Le soleil était encore haut dans le ciel nu, le vent emportait les bruits et les odeurs. La sueur coulait lentement sur le visage des voyageurs, et leur peau sombre avait pris le reflet de l’indigo, sur leurs joues, sur leurs bras, le long de leurs jambes. Les tatouages bleus sur le front des femmes brillaient comme des scarabées. Les yeux noirs, pareils à des gouttes de métal, regardaient à peine l’étendue de sable, cherchaient la trace de la piste entre les vagues des dunes.

Il n’y avait rien d’autre sur la terre, rien, ni personne. Ils étaient nés du désert, aucun autre chemin ne pouvait les conduire. Ils ne disaient rien. Ils ne voulaient rien. Le vent passait sur eux, à travers eux, comme s’il n’y avait personne sur les dunes. Ils marchaient depuis la première aube, sans s’arrêter, la fatigue et la soif les enveloppaient comme une gangue. La sécheresse avait durci leurs lèvres et leur langue. Ma faim les rongeait. Ils n’auraient pas pu parler. Ils étaient devenus, depuis si longtemps, muets comme le désert, pleins de lumière quand le soleil brûle au centre du ciel vide, et glacés de la nuit aux étoiles figées.

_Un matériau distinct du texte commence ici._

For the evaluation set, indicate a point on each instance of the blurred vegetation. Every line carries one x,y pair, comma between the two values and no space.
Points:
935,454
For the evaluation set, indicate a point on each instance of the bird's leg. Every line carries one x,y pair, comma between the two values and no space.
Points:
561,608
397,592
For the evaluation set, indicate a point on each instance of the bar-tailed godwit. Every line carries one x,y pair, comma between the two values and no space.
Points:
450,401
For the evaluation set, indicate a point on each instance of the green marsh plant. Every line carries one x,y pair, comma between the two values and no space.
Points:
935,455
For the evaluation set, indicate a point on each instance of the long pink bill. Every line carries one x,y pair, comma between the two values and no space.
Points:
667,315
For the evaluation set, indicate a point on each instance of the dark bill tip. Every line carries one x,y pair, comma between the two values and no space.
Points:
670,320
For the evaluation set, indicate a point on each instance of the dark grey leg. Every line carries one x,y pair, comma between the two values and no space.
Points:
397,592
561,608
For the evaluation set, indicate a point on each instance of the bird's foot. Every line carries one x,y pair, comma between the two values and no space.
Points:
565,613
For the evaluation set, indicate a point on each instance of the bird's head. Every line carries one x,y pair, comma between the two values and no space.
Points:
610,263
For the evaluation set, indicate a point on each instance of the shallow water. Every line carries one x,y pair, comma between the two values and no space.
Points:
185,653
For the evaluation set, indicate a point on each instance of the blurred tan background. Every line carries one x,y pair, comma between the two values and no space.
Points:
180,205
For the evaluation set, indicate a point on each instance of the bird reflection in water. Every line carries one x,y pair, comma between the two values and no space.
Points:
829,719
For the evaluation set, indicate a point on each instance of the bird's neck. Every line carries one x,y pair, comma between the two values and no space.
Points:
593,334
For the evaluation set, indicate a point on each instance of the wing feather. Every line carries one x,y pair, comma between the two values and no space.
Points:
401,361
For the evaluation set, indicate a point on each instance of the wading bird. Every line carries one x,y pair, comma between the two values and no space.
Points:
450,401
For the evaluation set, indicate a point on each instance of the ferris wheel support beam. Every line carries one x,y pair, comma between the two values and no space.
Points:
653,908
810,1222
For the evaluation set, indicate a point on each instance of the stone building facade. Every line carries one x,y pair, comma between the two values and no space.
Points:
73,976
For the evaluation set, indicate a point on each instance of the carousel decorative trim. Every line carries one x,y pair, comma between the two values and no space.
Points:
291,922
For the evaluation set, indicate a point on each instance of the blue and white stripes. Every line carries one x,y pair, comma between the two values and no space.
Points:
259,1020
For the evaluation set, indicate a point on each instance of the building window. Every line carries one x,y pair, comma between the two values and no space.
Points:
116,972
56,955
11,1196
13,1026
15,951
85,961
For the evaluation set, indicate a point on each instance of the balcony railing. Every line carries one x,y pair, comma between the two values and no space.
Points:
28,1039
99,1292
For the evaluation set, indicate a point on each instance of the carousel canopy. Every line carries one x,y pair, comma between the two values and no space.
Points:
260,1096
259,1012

Ils continuaient à descendre lentement la pente vers le fond de la vallée, en zigzaguant quand le sable s’éboulait sous leurs pieds. Les hommes choisissaient sans regarder l’endroit où leurs pieds allaient se poser. C’était comme s’ils cheminaient sur des traces invisibles qui les conduisaient vers l’autre bout de la solitude, vers la nuit. Un seul d’entre eux portait un fusil, une carabine à pierre au long canon de bronze noirci. Il la portait sur sa poitrine, serrée entre ses deux bras, le canon dirigé vers le haut comme la hampe d’un drapeau. Ses frères marchaient à côté de lui, enveloppés dans leurs manteaux, un peu courbés en avant sous le poids de leurs fardeaux. Sous leurs manteaux, leurs habits bleus étaient en lambeaux, déchirés par les épines, usés par le sable. Derrière le troupeau exténué, Nour, le fils de l’homme au fusil, marchait devant sa mère et ses sœurs. Son visage était sombre, noirci par le soleil, mais ses yeux brillaient, et la lumière de son regard était presque surnaturelle.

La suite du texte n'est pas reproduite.